BYT I find your posting confusing. Have you read the link, at my last msg, to the show?
 I think this is the first  Handyman Show produced and it isn't over yet.


----------



## observor 69 (9 May 2007)

Inch said:
			
		

> Howie is what we call him around the Sqn.



Except if you are a NCM then it's Sir.  
I find it interesting if you read the info on Capt. Howe provided on the show web site. 
It or he employs the technique military personal often us in talking to civvies by describing their role in the military through strictly a job descriptive  method. In Howe's case he is just a guy in the "Canadian Forces" who flies helicopters.
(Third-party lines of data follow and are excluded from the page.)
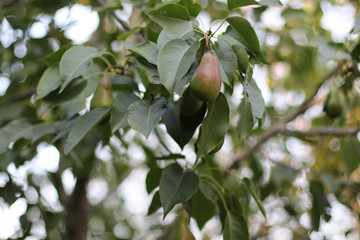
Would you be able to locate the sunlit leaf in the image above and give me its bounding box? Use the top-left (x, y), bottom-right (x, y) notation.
top-left (223, 210), bottom-right (249, 240)
top-left (147, 3), bottom-right (193, 35)
top-left (128, 98), bottom-right (167, 138)
top-left (36, 67), bottom-right (61, 99)
top-left (60, 46), bottom-right (105, 92)
top-left (160, 163), bottom-right (199, 218)
top-left (64, 107), bottom-right (111, 155)
top-left (158, 39), bottom-right (200, 93)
I am not trying to fault Howe on this it is probably just more of the fact that Canadians have so little knowledge of our military.
Capt.Howe himself has said that his experience in dealing with stress as a military pilot has helped him on the show.


----------



## Inch (9 May 2007)

Baden  Guy said:
			
		

> Except if you are a NCM then it's Sir.



Only if they don't know him. We're all called by our nicknames by NCM's and Officers alike, at least in 12 Wing's corner of the world.


----------



## Zoomie (9 May 2007)

Baden  Guy said:
			
		

> I think this is the first  Handyman Show produced and it isn't over yet.



This is Season 2 of this particular show.


----------



## CdnArtyWife (17 May 2007)

Well, so far, so good...I'm watching the final showdown now...and I'm impressed by the creativity in the "outdoor living spaces".

Is it cliché that the Air Force guy designed his in the shape of a helicopter??


----------



## observor 69 (17 May 2007)

And the winner is.......Kevin Howe ;D ;D

http://www.hgtv.ca/handyman/handymen/d3.aspx

"Kevin Howe comes to Handyman Superstar Challenge from Musquodoboit Harbour, Nova Scotia.

Early on in life, Kevin admits to being “bit by the building bug” after learning from his father. When Kevin was in his teens he worked at the local lumber yard and continued to learn as much as he could about construction. During this time, Kevin also earned his pilot's license while pursuing his other passion—flying. Later, Kevin joined the Canadian Armed Forces and continues to fly today.

Kevin is energetic, honest and hardworking with a strong work ethic which he says has been the key to his success, both as a Canadian Armed Forces Pilot, and a small business owner of his company Upper Canada Woodworking. "



Congratulations to Kevin for the energy and spirit of fun he bought to the competition. The judges also remarked on his natural leadership, which is a compliment to Kevin as an officer and military pilot. 

Congratulations to the other two finalists, the judges spent an extremely hard and lengthy time trying to pick a winner from three such superb individuals.


----------